For people with type 1 diabetes, Mary Tyler Moore, who died Wednesday at age 80, was not just an actress. She was a fellow traveler who helped bring a widely misunderstood disease out of the shadows.
Moore was diagnosed with type 1 diabetes in her 30s, and kept it a secret for much of her career. But eventually she became an outspoken advocate. As the longtime International Chairman of the Juvenile Diabetes Research Foundation, now known as JDRF, Moore testified before congressional committees and made many public service announcements and appearances.
“She was a role model and a source of inspiration,” who raised awareness and research money during an era when treatment emerged from “the dark ages” and edged toward a cure, said JDRF CEO Derek Rapp.
In type 1 diabetes, the body cannot make insulin, a hormone the body needs to get glucose from the bloodstream to the rest of the body. Because it is often diagnosed in children or young adults, it was formerly known as juvenile diabetes. It is much less common than type 2 diabetes, which typically develops later in life.
In an appearance at the National Press Club in Washington, D.C., in 2009, Moore recounted her diagnosis 40 years earlier, after a miscarriage.

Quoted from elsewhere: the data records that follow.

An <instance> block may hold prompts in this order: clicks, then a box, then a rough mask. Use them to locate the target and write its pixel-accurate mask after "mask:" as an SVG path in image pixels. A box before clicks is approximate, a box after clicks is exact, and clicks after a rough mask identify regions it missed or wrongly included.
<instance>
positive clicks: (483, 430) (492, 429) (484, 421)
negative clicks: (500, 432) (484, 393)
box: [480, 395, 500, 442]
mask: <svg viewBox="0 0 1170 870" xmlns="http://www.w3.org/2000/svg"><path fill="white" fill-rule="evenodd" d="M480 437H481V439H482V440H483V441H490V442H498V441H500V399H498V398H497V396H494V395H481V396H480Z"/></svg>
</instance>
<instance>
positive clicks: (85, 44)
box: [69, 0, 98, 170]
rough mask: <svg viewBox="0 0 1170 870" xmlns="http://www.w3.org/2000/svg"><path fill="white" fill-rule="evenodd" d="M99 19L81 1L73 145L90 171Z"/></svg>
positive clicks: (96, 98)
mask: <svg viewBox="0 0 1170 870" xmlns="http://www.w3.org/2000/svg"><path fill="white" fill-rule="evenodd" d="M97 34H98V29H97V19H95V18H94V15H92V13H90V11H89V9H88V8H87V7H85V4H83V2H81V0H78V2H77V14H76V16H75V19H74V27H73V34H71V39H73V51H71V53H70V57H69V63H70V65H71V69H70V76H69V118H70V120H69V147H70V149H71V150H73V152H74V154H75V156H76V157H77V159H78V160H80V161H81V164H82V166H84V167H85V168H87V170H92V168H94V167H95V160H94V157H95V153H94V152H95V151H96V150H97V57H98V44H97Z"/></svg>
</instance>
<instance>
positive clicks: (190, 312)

“A blood test revealed that my blood sugar level was 750. Normal is between 70 and 110. And they did not know how I was still alive and walking around. But within 48 hours, I was brought back to normal, and then began the hard part, living with the disease.”
She explained why she hesitated to become an advocate when the JDRF first approached her, in 1984: “At the time, I hadn’t taken ownership of my diabetes. I wasn’t sure I wanted the world to know that behind the smile that could turn it on was an independent woman who was dependent on multiple shots of insulin a day, just to stay alive.”
But she said she was glad she got over that reluctance.
In a 2009 book Growing Up Again: Life, Loves, and Oh Yeah, Diabetes, Moore said diabetes had permanently affected her vision, balance and stamina, and she shared her struggles to give up alcohol and smoking, according to a Publishers’ Weekly review.
The JDRF now includes the book in a care package for newly diagnosed adults.
Her personal struggles and the way she overcame them “were very powerful,” for others, Rapp said. Moore’s husband S. Robert Levine, a physician, remains involved in the organization.
Moore also was an animal rights advocate. The Humane Society tweeted: “We are so saddened by the passing of our friend.”